In April, Crestwood management said the pipeline and storage system continued to see “record demand” as a result of increased production in the Marcellus Shale, with storage and transportation assets nearly 100% contracted. The assets were “performing well ahead of plan for the year,” which was expected to continue through the remainder of the year.

At the time, CEO Robert Phillips said the company was involved with several potential “quality” buyers for the Stagecoach assets, “which to us speaks to the real value of the asset at this point in time.”

However, it booked a $140 million goodwill impairment on its equity investment in Stagecoach during the quarter.

Analysts noted that KMI was able to purchase the Stagecoach assets with the $1.0 billion windfall it received from Uri.

Tudor, Pickering, Holt & Co. pointed out, however, that KMI stock’s modest underperformance following the announcement screens “reasonably,” as the acquisition comes at the expense of more rapid debt retirement or equity buybacks.

In April, KMI management indicated that it planned to reduce net debt with the unexpected increase in earnings. But Kean also noted that there may be “incremental investment opportunities” this year. The “selective, not programmatic” approach to share repurchases would remain the same.

Raymond James & Associates Inc. analysts said they “can’t fault the industrial logic of the transaction, as Stagecoach should fit in well with KMI’s broader U.S. northeast natural gas-focused asset base.”

However, the deal, expected to close in 3Q2021, arrives in the middle of a debate around the base business trends at KMI given the uncertainties around its revised 2021 guidance, according to the Raymond James team, led by analyst Justin Jenkins. The analysts noted that investors interpreted the revised guidance as lower for the remainder of the year after backing out the 1Q2021 upside.

Crestwood, as 50% owner, would receive $612.5 million in cash proceeds. This, according to Raymond James, would “materially” improve the balance sheet and “accelerate the deleveraging process.”

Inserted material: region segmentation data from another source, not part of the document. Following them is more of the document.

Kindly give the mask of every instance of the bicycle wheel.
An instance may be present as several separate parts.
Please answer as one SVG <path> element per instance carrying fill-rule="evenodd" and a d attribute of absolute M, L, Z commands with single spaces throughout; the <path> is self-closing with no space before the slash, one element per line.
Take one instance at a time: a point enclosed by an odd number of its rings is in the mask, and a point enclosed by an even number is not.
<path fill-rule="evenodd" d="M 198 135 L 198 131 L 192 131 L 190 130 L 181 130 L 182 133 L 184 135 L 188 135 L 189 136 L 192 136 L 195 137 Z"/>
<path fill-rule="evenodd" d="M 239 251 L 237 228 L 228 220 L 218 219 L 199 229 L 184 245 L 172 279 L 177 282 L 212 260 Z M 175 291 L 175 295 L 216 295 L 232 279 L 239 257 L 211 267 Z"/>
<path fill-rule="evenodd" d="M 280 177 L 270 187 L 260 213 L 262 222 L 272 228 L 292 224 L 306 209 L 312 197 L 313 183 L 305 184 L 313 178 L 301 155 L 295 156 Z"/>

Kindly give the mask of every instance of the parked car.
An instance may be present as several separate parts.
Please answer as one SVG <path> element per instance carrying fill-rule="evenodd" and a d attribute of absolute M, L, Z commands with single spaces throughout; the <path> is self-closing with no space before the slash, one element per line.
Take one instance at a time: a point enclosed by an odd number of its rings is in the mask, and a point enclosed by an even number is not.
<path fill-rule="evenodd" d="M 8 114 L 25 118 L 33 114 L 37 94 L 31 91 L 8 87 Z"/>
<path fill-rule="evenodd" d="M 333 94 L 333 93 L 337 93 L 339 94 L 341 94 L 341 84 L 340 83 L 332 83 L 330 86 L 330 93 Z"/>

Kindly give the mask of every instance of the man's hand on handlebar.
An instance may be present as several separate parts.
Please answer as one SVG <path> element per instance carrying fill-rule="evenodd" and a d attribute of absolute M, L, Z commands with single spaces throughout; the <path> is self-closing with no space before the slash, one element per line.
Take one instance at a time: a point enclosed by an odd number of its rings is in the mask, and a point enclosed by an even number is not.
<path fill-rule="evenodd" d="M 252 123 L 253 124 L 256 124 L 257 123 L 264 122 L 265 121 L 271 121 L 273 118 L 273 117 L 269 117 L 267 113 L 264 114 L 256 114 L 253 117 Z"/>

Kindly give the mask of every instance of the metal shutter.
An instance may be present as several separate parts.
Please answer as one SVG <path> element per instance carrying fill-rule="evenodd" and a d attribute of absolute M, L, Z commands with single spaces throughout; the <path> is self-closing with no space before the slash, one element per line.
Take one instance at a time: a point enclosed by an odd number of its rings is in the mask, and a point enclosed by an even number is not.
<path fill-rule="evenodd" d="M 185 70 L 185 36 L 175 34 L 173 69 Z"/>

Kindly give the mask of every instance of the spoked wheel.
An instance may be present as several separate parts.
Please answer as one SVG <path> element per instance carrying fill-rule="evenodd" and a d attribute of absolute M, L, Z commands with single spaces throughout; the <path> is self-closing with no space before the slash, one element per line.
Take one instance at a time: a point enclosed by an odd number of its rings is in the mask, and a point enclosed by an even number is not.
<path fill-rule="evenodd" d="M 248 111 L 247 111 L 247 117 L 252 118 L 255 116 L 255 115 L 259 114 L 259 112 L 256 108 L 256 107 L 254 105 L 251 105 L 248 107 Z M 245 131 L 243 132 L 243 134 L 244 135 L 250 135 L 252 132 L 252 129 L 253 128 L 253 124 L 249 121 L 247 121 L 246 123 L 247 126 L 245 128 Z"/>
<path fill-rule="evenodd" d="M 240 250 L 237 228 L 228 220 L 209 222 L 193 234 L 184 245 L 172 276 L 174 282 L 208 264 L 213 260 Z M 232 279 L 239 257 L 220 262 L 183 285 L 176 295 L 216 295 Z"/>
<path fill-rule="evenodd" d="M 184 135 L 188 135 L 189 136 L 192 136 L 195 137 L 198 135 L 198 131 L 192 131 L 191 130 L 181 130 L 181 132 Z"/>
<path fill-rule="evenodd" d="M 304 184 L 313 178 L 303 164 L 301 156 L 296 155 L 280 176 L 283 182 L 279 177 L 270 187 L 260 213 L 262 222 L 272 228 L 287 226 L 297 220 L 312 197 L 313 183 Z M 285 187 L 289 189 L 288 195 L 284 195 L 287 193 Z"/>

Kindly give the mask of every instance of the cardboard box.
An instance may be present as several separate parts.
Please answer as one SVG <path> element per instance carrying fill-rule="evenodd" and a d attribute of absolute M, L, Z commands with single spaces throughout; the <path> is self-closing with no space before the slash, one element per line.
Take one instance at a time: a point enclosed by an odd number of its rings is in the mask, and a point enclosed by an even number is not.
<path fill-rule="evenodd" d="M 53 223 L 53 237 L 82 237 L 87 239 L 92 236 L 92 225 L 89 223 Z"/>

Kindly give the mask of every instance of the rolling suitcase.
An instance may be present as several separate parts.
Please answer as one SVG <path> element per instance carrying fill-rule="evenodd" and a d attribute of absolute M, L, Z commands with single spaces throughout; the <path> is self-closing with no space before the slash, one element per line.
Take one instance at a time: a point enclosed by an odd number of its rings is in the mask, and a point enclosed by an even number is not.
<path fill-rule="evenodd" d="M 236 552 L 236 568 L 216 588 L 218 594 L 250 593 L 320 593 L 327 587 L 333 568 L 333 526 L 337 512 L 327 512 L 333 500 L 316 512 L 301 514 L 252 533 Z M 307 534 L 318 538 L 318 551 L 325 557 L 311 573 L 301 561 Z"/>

Strategically, the deal reorients Crestwood as a more gathering and processing-focused midstream player and also eliminates concerns that Crestwood could be the acquirer of ConEd’s 50% stake, the Raymond James analysts said. They noted that KMI’s ability to operate the asset, rather than Crestwood, “is one reason this particular combination of transaction partners makes sense.”

Crestwood and ConEd were represented by TD Securities as financial advisor and Latham & Watkins LLP as legal advisor.